Generational rupture

Another stumbling block is the generational issue. In recent years, disputes have erupted between young and old Muslims. The reason? The desire of young people to control the management of worship and end the paternalism of some local elected officials.

In Saint-Gratien (Val d’Oise), in 2011, a clash occurred between the city’s Muslim association created in the 1980s and one more recently founded by a handful of young local Muslims. The latter reproached their elders for “being manipulated by the municipality regarding the opening of a prayer hall,” explained one of those who was involved.

The situation later calmed down, but the generational rupture is a fact recognised by the community. “The elders failed to handover to the young French. The Islam of France is always in the hands of first-generation immigrants,” said Marongiu-Perria.

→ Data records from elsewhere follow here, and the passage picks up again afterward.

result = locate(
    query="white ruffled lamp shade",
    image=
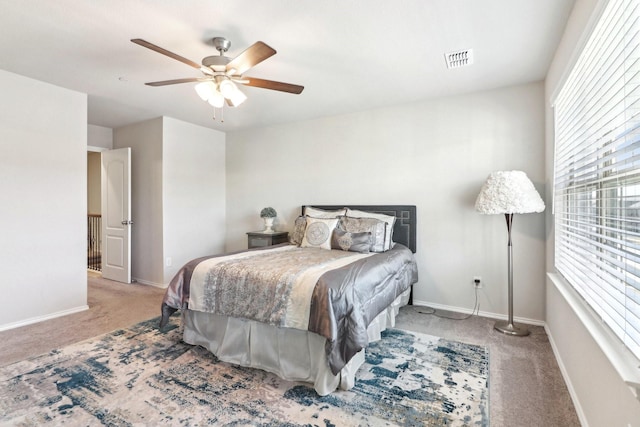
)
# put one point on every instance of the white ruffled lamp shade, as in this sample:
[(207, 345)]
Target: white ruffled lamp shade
[(507, 192)]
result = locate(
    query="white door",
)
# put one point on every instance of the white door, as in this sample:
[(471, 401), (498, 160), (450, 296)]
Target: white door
[(116, 215)]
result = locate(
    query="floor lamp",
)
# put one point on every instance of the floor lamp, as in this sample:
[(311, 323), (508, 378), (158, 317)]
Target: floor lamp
[(508, 193)]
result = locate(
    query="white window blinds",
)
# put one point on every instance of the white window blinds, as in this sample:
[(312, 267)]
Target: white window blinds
[(597, 172)]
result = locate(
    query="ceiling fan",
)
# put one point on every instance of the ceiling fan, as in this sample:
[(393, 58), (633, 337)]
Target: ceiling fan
[(221, 74)]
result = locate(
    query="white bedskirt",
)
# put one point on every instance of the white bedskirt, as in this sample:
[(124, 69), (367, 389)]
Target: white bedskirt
[(291, 354)]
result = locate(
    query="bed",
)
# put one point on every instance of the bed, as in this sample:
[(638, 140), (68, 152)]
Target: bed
[(304, 310)]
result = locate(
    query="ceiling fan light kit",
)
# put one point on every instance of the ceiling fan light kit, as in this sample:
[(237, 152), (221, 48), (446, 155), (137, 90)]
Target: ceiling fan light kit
[(222, 74)]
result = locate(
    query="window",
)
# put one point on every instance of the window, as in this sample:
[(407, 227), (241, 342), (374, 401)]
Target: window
[(597, 172)]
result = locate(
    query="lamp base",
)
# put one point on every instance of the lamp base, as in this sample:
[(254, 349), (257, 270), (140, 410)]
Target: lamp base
[(510, 329)]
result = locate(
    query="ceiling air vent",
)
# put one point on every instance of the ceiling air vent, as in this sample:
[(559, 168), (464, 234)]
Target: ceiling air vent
[(459, 58)]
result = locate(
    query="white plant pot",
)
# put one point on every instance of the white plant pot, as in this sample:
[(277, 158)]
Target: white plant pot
[(268, 225)]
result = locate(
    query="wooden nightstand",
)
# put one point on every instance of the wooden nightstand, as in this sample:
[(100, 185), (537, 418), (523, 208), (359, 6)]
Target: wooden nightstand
[(259, 239)]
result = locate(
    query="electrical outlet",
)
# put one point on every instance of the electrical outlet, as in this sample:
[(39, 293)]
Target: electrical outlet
[(477, 282)]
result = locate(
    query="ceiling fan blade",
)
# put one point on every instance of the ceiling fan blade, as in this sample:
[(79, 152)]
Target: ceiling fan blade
[(270, 84), (176, 81), (158, 49), (252, 56)]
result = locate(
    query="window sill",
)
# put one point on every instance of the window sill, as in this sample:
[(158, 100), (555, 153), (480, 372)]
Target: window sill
[(623, 361)]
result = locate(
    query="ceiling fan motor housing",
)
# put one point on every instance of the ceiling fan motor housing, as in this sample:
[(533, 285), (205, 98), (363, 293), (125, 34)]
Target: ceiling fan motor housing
[(216, 62)]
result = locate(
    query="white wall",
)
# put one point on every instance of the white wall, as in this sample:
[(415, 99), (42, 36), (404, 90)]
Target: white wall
[(94, 191), (600, 395), (177, 195), (43, 175), (434, 154), (99, 136), (145, 140), (193, 193)]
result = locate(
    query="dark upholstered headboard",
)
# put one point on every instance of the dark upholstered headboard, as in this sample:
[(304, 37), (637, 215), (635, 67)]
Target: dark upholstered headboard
[(404, 230)]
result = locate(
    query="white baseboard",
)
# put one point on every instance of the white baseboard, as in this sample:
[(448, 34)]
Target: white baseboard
[(148, 283), (480, 313), (43, 318), (567, 379)]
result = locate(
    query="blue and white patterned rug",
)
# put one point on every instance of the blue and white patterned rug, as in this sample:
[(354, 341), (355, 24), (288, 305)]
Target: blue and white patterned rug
[(142, 376)]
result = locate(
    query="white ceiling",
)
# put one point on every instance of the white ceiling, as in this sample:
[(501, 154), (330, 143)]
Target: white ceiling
[(350, 55)]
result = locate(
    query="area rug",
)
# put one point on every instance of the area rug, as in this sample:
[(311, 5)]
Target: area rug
[(143, 376)]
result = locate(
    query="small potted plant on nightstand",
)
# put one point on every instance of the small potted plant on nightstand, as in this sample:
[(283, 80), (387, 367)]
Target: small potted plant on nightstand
[(268, 215)]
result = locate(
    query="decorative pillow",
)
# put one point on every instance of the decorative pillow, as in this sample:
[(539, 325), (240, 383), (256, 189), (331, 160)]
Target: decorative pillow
[(354, 242), (374, 226), (389, 219), (321, 213), (297, 234), (318, 232)]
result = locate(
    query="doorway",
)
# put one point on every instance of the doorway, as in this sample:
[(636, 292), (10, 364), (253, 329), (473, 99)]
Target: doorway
[(94, 210)]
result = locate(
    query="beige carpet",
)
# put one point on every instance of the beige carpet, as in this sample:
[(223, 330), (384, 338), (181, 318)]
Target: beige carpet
[(112, 305), (525, 384)]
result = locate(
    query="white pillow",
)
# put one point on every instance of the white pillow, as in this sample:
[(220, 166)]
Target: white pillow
[(321, 213), (318, 232), (390, 220)]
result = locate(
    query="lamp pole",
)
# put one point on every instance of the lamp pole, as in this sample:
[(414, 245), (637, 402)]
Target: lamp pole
[(508, 327)]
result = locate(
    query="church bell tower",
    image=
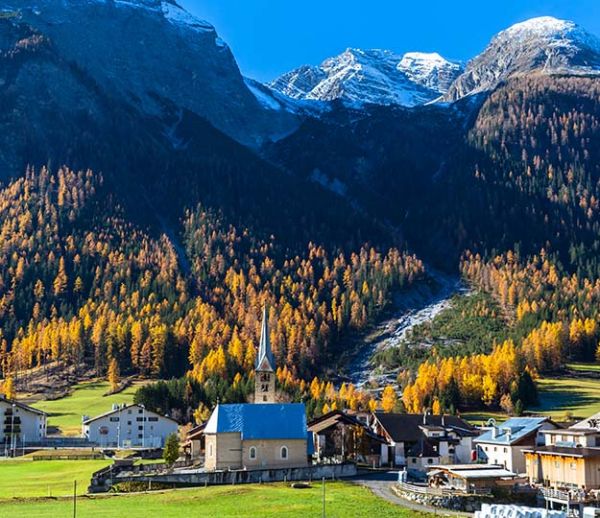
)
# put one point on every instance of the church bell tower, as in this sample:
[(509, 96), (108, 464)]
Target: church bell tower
[(264, 381)]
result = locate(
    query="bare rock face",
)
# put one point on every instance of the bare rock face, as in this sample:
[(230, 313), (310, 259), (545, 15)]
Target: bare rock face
[(374, 76), (540, 45), (147, 51)]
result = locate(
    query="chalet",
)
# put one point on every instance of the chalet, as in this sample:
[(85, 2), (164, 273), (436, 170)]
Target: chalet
[(470, 478), (129, 426), (20, 424), (339, 436), (563, 467), (504, 444), (569, 458), (259, 435), (195, 442), (419, 441)]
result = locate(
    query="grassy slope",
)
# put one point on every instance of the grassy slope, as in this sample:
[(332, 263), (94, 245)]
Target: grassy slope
[(270, 500), (559, 395), (26, 478), (86, 399)]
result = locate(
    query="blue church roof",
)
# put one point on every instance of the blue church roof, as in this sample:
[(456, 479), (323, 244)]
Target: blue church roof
[(512, 430), (260, 421)]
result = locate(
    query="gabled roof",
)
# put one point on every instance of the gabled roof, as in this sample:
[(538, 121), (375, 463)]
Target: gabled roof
[(122, 408), (22, 406), (565, 451), (264, 359), (196, 432), (407, 427), (589, 422), (513, 430), (472, 471), (335, 417), (260, 421)]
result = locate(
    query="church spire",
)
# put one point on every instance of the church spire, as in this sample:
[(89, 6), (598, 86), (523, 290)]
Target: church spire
[(265, 360), (264, 382)]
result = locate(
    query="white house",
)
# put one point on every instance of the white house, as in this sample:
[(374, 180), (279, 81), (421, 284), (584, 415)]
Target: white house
[(127, 426), (20, 423), (419, 441), (504, 444)]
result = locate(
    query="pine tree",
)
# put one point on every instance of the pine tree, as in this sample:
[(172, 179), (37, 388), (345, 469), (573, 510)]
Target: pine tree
[(388, 399)]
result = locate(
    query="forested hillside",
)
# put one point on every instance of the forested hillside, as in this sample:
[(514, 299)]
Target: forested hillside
[(83, 286)]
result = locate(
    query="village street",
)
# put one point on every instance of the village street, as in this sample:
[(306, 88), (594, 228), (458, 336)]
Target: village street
[(380, 483)]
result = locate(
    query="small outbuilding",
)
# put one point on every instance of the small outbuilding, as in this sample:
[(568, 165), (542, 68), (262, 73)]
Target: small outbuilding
[(338, 436), (470, 478)]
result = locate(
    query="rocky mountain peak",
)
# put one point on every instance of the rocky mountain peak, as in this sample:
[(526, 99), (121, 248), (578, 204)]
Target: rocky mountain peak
[(543, 45)]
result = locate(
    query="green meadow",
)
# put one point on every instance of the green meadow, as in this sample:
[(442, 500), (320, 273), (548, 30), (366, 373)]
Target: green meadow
[(85, 399), (342, 500)]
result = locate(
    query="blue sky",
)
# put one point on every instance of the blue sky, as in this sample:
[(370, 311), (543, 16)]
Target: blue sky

Although seemingly an unavoidable phase, this situation is slowly being forced to change. Said Marongiu-Perria, “It is urgent that the Muslim French develop a French look at Islam.”

He points to the ongoing alienation from French culture within some groups, like the Tabligh movement. “Instead of an acculturation into French culture, there is a trend to Arabisation, which is visible in the clothing or even the choice of the mosques’ names.”

The writer is a Paris-based journalist and author who focuses on politics and Islam in France.